# Pics from recent hike



## feederseaters (Nov 8, 2009)

Hi gang, 
Just wanted to share some pics of a recent hike. It was an overcast day, but at 30 degrees, it was perfect hiking weather. And, YES, the bags are just empty shopping bags. I just throw them on the boys so they get used to leaving the "interesting dangleing toy" alone while packed up. The boys are 1.5 years old here. The Nig. Dwrf is our mascot.


----------



## feederseaters (Nov 8, 2009)

Arrgh, 
Meant to edit, and I submitted. O'well. Here are a couple more.


----------



## jross (Dec 20, 2008)

That sure looks cold! An such deep snow! But the goats don't seem to care. 

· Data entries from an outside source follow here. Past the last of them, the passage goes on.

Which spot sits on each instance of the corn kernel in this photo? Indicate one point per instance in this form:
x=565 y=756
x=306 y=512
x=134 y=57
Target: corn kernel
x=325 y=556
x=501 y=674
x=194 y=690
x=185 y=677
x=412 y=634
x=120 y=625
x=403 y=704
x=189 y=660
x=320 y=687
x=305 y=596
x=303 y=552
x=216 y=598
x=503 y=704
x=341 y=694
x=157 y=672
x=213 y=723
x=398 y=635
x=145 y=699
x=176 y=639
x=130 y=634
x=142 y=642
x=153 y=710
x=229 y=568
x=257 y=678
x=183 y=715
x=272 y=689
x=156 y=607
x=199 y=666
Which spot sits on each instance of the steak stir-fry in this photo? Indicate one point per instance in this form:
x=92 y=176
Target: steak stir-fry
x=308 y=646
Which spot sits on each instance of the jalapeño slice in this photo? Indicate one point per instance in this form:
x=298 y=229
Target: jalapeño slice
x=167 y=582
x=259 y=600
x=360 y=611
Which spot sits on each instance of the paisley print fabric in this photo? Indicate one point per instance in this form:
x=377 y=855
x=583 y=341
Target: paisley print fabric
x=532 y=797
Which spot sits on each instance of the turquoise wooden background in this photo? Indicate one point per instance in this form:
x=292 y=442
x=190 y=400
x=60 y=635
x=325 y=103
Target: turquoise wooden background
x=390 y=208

Re the shopping bags. I used those for a while but found them to be too flimsy. My goats would tear them up going thru brush, and scatter my stuff all over the place. I got some sturdy nylon tote bags at Walmart at the end of the summer season very cheap and they work a lot better. For really rugged canvas bags check out LL Bean.


----------



## Nanno (Aug 30, 2009)

Yay for goat pictures!!


----------



## ohiogoatgirl (Jan 31, 2010)

nice pics
my girls dont like the snow
they like to stay in the barn when the snow is any deeper then about 3 inches
or if its a wet snow
it was warm for about a week here in ohio (60s!!!)
and then we got freezing rain, hail, freezing rain, warmed up, rain, and then about a foot of snow
so the girls are very grumpy
they only came out in the snow to yell at me for being late to feed
:lol:


----------



## feederseaters (Nov 8, 2009)

Thanks for the tips Jeff. I do have some heavy duty totes I usually use them but forgot them that day. I had the grocery bags in my car :roll: I am hoping to upgrade to actual panniers. Its all about the budget right now. So far I have three saddles but four goats. Saddle first, then panniers, then van to cart them all around in. I don't have a rig like you do.  . BABY Steps.

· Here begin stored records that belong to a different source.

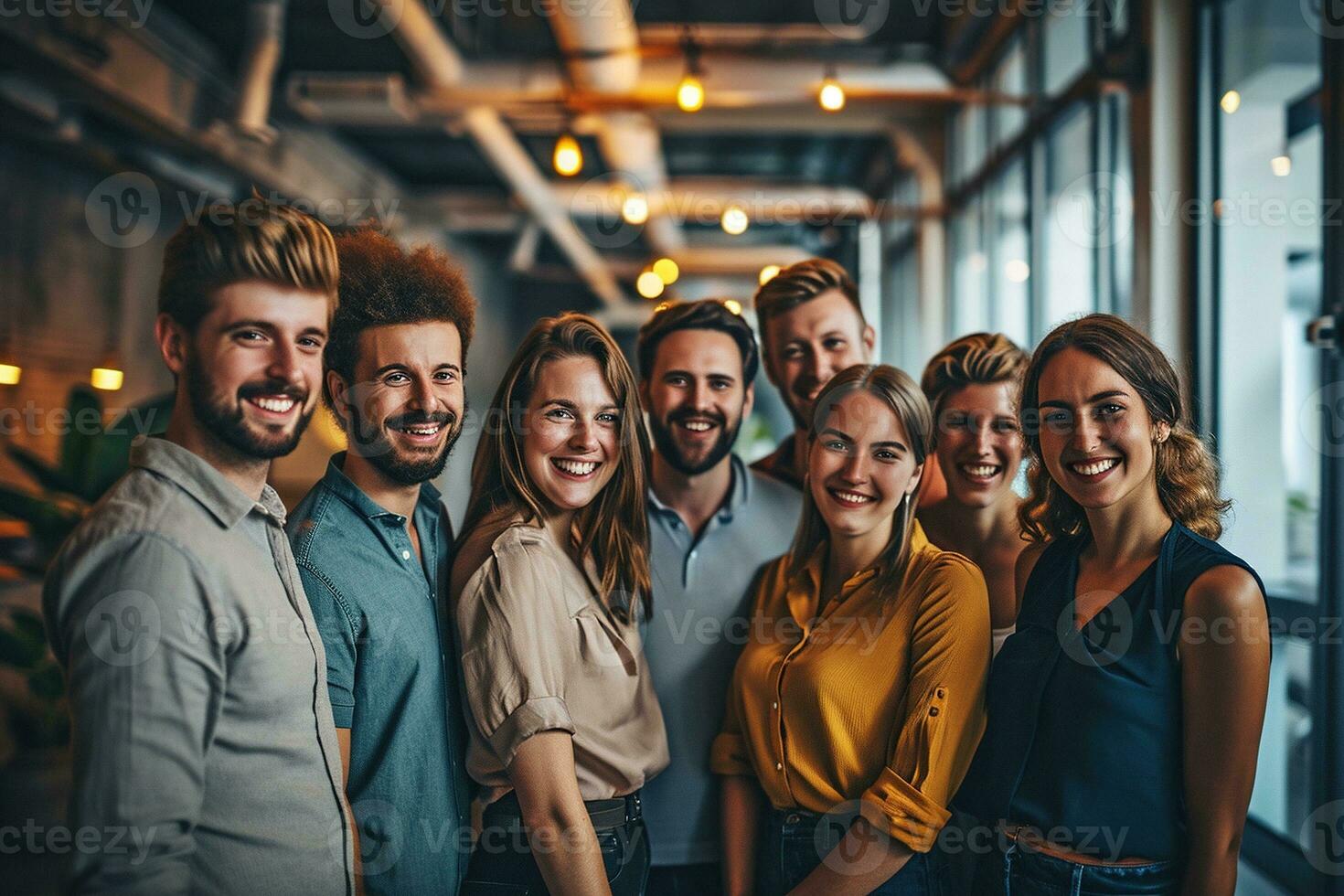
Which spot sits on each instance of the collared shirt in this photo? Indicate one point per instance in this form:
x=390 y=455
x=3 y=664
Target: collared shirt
x=542 y=652
x=392 y=677
x=878 y=699
x=197 y=687
x=783 y=464
x=702 y=592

The snow wasn't too deep, we stayed on the trail. If we wandered off the trail,, we would sink to our thighs. Where we hiked it was only a few inches deep.

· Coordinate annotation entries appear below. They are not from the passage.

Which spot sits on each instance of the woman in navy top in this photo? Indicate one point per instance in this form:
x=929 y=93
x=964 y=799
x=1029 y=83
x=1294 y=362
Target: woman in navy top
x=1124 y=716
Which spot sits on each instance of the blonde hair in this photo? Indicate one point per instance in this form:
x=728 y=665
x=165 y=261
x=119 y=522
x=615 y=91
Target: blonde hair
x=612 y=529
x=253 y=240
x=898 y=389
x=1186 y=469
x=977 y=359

Looking forward to spring!!!!


----------



## jross (Dec 20, 2008)

We do a lot of day hikes, and just occasional pack trips. So I find that my tote bags get used a lot more than my official panniers. The tote bags are handy because you can get stuff in and out of them quickly, look in them to see what's there, and just hang them on the saddles without a lot of attachments. My favorite tote bags are some nylon ones that I got from WMart on sale for $3 each. I also like them because you can just hand them out to people and let them put their own stuff in them. As long as the 2 bags on a goat are balanced that's all that matters.

Here's Apache with shopping bags. This trip was all they could take.









Here's Pinto with the good bags. These are nice and big, and have lasted a long time.









Here's Moose wearing some smaller (but still good) bags.


----------



## feederseaters (Nov 8, 2009)

I like the harnesses you have. Are those the mountain terrain staps? Where did you get them? Nortwest?


----------



## jross (Dec 20, 2008)

They are Owyhee aluminum saddles. They work great, but you can't buy them any more (except maybe on the flea market section of this forum). I recommend buying the best saddles you can, and not trying to go cheap. Northwest or Butt Head should have what you need. I tried dog packs when the boys were young. Waste of money. 

Each of my goats has his own saddle (with his name painted on it). That way I don't have to adjust them all the time. They've had their saddles since they were 2 years old. The same saddle works for tote bags or panniers.


----------